Friday, June 12, 2026

Thrill-Power Countdown #17: Judge Dredd Annual 1988

We have some familiar faces  behind the art of this late annual - Mark Farmer does another slick Judge Anderson story, and the main tale is drawn by John Higgins in his absolute prime.

As noted earlier, Higgins is still an A+ artist today. His line has got a little softer in the past few decades, but in the mid-eighties is was sharp enough to cut your throat. His painted work is remarkable - check out World Without End, one of his few American efforts. I still don't understand it, but know it looks gorgeous. His Razorjack comic is fucking fantastic - there was even a crossover with the main Dredd strip a few years back - and I just read his latest Dredger comic last night in the latest Actin special and it was absolute aces.

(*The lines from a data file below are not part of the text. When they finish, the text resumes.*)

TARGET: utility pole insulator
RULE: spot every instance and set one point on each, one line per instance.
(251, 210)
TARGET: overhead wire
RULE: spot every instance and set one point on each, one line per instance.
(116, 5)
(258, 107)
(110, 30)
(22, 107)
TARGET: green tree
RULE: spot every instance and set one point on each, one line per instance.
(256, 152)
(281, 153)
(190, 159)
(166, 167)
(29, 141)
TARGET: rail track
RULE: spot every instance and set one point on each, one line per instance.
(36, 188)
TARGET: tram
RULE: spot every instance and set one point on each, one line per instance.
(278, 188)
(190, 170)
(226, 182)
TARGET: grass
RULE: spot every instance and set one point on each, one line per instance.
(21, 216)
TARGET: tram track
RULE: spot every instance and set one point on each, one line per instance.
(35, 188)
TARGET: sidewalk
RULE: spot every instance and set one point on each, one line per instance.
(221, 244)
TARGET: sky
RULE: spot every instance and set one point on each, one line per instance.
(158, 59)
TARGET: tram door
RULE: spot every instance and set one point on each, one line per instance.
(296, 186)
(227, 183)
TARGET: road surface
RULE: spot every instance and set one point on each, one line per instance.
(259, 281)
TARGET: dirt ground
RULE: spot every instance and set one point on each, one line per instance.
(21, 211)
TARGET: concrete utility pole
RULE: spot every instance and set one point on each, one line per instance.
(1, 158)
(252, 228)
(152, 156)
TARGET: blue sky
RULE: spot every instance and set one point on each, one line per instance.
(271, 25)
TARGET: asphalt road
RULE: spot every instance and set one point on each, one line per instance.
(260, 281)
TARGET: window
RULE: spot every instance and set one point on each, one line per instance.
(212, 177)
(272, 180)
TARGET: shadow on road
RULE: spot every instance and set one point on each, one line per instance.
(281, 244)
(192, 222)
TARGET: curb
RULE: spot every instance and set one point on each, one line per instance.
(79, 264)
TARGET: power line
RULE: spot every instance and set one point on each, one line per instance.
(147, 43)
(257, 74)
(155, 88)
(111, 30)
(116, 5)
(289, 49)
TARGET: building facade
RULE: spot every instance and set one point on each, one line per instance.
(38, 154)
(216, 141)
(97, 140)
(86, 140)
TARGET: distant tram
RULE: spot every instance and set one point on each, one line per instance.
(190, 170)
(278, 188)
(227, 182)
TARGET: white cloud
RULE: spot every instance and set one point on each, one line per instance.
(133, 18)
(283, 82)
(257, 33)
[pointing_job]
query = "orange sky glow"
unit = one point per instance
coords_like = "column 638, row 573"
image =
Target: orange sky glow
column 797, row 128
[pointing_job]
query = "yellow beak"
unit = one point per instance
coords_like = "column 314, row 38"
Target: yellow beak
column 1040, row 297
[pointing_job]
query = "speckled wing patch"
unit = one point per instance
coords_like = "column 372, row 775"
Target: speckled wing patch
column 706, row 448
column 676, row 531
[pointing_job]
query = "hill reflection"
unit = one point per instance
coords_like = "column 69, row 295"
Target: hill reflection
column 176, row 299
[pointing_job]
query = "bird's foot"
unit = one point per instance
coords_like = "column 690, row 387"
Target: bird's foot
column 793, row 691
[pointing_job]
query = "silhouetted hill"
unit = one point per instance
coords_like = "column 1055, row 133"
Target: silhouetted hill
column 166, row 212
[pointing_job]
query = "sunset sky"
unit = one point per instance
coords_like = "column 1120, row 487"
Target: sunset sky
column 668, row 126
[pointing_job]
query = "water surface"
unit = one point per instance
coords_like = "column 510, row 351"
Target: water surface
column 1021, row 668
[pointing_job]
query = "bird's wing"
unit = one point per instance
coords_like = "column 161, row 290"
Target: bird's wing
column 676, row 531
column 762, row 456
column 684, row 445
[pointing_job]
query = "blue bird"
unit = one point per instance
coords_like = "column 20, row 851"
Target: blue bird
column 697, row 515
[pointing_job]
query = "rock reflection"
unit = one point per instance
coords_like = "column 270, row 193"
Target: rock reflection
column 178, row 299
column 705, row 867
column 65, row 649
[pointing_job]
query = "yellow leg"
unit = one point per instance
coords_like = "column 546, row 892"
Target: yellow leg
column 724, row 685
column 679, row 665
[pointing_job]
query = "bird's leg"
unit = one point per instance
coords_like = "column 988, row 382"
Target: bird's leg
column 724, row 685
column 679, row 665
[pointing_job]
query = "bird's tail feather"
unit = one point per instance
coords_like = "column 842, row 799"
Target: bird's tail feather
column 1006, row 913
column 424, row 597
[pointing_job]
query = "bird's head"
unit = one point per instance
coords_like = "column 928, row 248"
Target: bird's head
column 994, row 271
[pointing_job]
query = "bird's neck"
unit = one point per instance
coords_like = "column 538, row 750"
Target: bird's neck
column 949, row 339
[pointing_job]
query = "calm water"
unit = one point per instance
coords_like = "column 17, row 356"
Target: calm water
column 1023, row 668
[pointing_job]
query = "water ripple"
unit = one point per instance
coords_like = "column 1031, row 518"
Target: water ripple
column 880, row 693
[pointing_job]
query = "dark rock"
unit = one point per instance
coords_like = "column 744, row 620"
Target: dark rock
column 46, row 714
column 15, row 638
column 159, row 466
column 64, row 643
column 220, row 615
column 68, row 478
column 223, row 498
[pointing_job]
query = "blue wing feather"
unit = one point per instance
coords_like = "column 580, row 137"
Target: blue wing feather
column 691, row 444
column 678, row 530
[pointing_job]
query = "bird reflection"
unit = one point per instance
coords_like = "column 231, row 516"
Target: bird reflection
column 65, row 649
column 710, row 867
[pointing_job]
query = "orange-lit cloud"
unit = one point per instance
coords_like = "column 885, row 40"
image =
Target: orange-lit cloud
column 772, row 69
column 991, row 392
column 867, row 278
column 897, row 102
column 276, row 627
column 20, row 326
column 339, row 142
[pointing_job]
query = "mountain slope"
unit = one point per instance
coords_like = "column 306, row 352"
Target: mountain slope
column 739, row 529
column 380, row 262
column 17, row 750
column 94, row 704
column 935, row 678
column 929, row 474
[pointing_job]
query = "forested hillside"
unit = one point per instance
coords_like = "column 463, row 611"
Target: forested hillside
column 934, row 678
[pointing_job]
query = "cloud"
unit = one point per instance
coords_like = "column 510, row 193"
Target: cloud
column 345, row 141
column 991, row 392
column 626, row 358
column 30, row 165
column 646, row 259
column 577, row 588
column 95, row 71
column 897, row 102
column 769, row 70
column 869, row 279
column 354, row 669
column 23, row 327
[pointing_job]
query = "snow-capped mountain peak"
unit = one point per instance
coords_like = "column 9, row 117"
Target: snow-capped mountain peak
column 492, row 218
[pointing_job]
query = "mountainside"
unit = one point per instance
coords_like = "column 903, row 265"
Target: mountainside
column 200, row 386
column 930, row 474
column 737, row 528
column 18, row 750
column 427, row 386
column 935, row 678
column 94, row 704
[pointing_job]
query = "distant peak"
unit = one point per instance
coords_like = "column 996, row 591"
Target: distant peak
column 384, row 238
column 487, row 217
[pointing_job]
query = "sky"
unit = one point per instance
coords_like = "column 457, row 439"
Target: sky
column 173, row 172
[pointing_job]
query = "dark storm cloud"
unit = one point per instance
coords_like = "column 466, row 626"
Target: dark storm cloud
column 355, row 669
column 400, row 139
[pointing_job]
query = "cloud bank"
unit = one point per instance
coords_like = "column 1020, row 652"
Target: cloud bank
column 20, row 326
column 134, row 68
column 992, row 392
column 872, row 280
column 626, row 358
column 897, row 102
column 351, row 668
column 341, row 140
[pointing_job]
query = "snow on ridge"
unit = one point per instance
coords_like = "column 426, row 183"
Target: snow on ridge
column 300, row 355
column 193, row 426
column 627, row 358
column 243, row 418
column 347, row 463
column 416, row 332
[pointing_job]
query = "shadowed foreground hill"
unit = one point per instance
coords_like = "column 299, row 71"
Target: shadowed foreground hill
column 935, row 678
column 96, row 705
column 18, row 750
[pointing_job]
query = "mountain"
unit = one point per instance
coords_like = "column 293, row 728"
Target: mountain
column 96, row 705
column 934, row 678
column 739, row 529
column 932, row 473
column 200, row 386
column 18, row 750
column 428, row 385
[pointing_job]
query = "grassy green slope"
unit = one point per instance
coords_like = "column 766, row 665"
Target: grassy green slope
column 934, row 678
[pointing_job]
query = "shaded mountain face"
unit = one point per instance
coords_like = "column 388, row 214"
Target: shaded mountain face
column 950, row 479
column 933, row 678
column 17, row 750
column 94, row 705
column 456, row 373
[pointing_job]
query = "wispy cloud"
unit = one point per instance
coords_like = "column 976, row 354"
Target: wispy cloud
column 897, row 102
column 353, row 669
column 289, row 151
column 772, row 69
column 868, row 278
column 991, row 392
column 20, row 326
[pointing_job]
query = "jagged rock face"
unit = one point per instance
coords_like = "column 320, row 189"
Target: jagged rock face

In this annual he's in the Cursed Earth, and it's another fairly rote story for that setting. It's surprisingly brutal, with a lone female judge's horrific death setting off the plot, with some doses of dark humour - the villains are literally named the Bad Guys, with an army of creeps with names like Rough Guy, Tough Guy, Little Guy, Little Little Guy, Titchy Little guy and Girl Guy. Higgins' painted pages sell that absurdity, and the blasted wasteland of the Cursed Earth never looked shinier or sharper. 

It's a solid annual of its time, but does lose points for trying to use Bolland's single page that he did for prog 500, but was rejected because the artist dared to spend his page asking here the money from all the merchandise featuring his art was going, and it's been re-lettered here to say Bolland was 'bored stiff' of drawing Dredd so many times. It's a blatant grasp for some Bolland material, but definitely leaves a sour taste in the mouth.